Search code examples
pythoncollectionsbinary-search-treedefaultdict

Implementing binary search tree for defaultdict type of collection in python


I have googled a code for searching a key in python defaultdict using binary search. I have implemented it as

import collections
import bisect

class MyDict(collections.Mapping):
  def __init__(self, contents):
    "contents must be a sequence of key/value pairs"
    self._list = sorted(contents)
  def __iter__(self):
    return (k for (k, _) in self._list)
  def __contains__(self, k):
    i = bisect.bisect_left(self._list, (k, None))
    return i < len(self._list) and self._list[i][0] == k
  def __len__(self):
    return len(self._list)
  def __getitem__(self, k):
    i = bisect.bisect_left(self._list, (k, None))
    if i >= len(self._list): raise KeyError(k)
    return self._list[i][1]


mydictionary = {'60': set(['US0596951063']), '61': set(['']), '63': set(['US3385171059']), '65': set(['US0936981085']), '67': set(['']), '69': set(['']), '24': set(['', 'US0191181082']), '25': set(['']), '26': set(['US0301371037']), '27': set(['US0295951059']), '20': set(['', 'US0320157037', 'US0320151097']), '21': set(['']), '22': set(['']), '23': set(['']), '29': set(['']), '2': set(['']), '6': set(['']), '8': set(['US0077371096']), '99': set(['']), '98': set(['']), '91': set(['US1104481072']), '15': set(['']), '93': set(['']), '92': set(['US0976981045']), '94': set(['', 'US1025651084']), '97': set(['US0885771016']), '96': set(['', 'US0557101070']), '11': set(['']), '10': set(['']), '13': set(['']), '12': set(['US9099121074']), '59': set(['US09247Q1067']), '58': set(['US0576652004']), '17': set(['']), '16': set(['']), '19': set(['IL0006320183']), '54': set(['US0405151087']), '51': set(['']), '50': set(['US05343P1093']), '53': set(['']), '18': set(['US0080153077']), '90': set(['US0682211000']), '88': set(['', 'US0826571079']), '82': set(['US0582641025']), '80': set(['US0571491069']), '81': set(['US0928281023']), '86': set(['', 'US1030431050']), '87': set(['US05564T1034']), '84': set(['US0565251081']), '46': set(['US0303711081']), '47': set(['', 'US00753P1030', 'US00163U1060']), '45': set(['US22149T1025', 'US2274781044']), '42': set(['US2947007033']), '40': set(['US61747Y6914']), '41': set(['', 'US8814482035']), '5': set(['US0245914066', 'US0245911096']), '7': set(['US0048161048']), '9': set(['US0063513081']), '76': set(['US0905722072']), '74': set(['LR000A0D81P7']), '72': set(['US0668491006']), '71': set(['CA08135F1071']), '102': set(['US1484111018']), '100': set(['US13971R3066']), '101': set(['US1330341082']), '79': set(['']), '78': set(['']), '33': set(['', 'US00215F1075', 'US0490792050']), '32': set(['', 'US0373471012']), '31': set(['']), '30': set([''])}

d = MyDict(mydictionary)
r = d.__getitem__('84')
print r

i'm newbie to python and algorithms, can anyone help me please.

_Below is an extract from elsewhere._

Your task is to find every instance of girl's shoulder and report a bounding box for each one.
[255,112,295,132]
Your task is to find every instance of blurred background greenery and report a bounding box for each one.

I am getting this below error

Traceback (most recent call last):
  File "search.py", line 24, in <module>
    i = d.__getitem__('84')
  File "search.py", line 17, in __getitem__
    if i >= len(self._list): raise KeyError(k)
KeyError: '84'

Solution

  • The problem is that when you pass a dictionary to your __init__:

    self._list = sorted(contents)
    

    Then self._list is a list of the keys of the dict:

    In [5]: my_dict
    Out[5]: {'a': 1, 'b': 2}
    
    In [6]: list(my_dict)
    Out[6]: ['a', 'b']
    
    In [7]: sorted(my_dict)
    Out[7]: ['a', 'b']
    

    So now your self._list attribute is a list of strings, but then in __getitem__:

     i = bisect.bisect_left(self._list, (k, None))
    

    You try to bisect it with a tuple, ('84', None') forcing a comparison between a string and a tuple, but in Python 2, unfortunately, this is allowed and always evaluates a string as less than a tuple.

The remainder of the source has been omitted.